Abstract Background Selinexor (SLX), a selective inhibitor of nuclear export (SINE), has been shown to interfere with nuclear export mechanisms and to exert antitumor effects in a variety of cancer cell types. It is known to regulate multiple fundamental cellular processes, including the DNA damage response, cell proliferation, and stress signaling pathways. Nevertheless, its potential effects on reproductive cells remain inadequately characterized. The present study was aimed to investigate the cytotoxic, apoptotic, anti-proliferative and anti-migratory effects of SLX on GC1 (spermatogonia) and GC2 (spermatid) cell lines, alongside its influence on DNA damage and oxidative stress. Methods Cytotoxicity was assessed using the MTT assay. Cell proliferation capacity was evaluated via colony formation assay, while cell migration was analyzed using in vitro wound healing model. Apoptosis, oxidative stress, and DNA damage were investigated using immunocytochemical analyses of Cas-3, Bax, iNOS, ATM, and BRCA1 proteins.
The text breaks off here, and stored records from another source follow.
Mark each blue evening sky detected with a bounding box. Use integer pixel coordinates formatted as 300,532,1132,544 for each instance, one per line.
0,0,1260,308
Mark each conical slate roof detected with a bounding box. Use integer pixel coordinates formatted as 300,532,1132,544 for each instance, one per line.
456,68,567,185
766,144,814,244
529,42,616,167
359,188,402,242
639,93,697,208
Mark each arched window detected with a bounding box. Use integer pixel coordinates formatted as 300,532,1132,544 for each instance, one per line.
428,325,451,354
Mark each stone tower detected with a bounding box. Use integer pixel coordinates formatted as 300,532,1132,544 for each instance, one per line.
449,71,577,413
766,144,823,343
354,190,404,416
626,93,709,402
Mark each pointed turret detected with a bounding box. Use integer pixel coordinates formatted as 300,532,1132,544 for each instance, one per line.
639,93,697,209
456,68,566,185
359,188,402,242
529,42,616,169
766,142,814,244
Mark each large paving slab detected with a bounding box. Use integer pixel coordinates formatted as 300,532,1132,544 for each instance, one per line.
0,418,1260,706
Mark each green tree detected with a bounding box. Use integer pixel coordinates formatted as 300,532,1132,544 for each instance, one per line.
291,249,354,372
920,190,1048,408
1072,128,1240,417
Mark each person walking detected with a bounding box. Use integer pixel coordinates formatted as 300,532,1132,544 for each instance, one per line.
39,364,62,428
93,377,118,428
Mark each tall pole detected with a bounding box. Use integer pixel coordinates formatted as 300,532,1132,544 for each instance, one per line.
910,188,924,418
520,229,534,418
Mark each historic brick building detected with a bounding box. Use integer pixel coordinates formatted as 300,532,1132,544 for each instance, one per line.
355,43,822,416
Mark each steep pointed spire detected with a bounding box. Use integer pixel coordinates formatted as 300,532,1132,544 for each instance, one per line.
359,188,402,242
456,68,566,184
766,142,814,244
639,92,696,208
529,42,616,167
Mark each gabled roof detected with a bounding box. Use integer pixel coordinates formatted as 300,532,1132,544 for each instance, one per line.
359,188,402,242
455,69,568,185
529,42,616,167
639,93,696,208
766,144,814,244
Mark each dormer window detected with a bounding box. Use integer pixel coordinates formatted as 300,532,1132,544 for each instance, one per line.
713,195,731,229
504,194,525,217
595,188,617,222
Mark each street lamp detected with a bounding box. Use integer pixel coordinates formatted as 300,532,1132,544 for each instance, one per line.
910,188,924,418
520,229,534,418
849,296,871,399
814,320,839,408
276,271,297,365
Additionally, Annexin V-FITC/PI staining was performed to detect the apoptotic cell population by flow cytometry. Results SLX treatment led to concentration- and time dependent cytotoxicity and colony formation assay revealed a marked reduction in proliferative capacity, in both cell lines. Wound healing analyses demonstrated that SLX effectively suppressed cell migration. Flow cytometry analysis showed that the live cell population decreased, whereas the late apoptotic cell population increased. Additionally, it was observed that Cas-3 and Bax immunoreactivities increased in the SLX groups compared to the control groups. Moreover, a significant increase in the immunoreactivity of ATM, BRCA1 and iNOS proteins, which are key indicators of DNA damage and oxidative stress, was observed. Conclusion The data suggest that SLX may decrease cell viability, induce apoptosis, inhibit cell migration and increase DNA damage and cellular stress in male germ cells. Given these effects, SLX should be carefully examined for its potential reproductive toxicity. Further studies are warranted to explore its long-term impact on male fertility.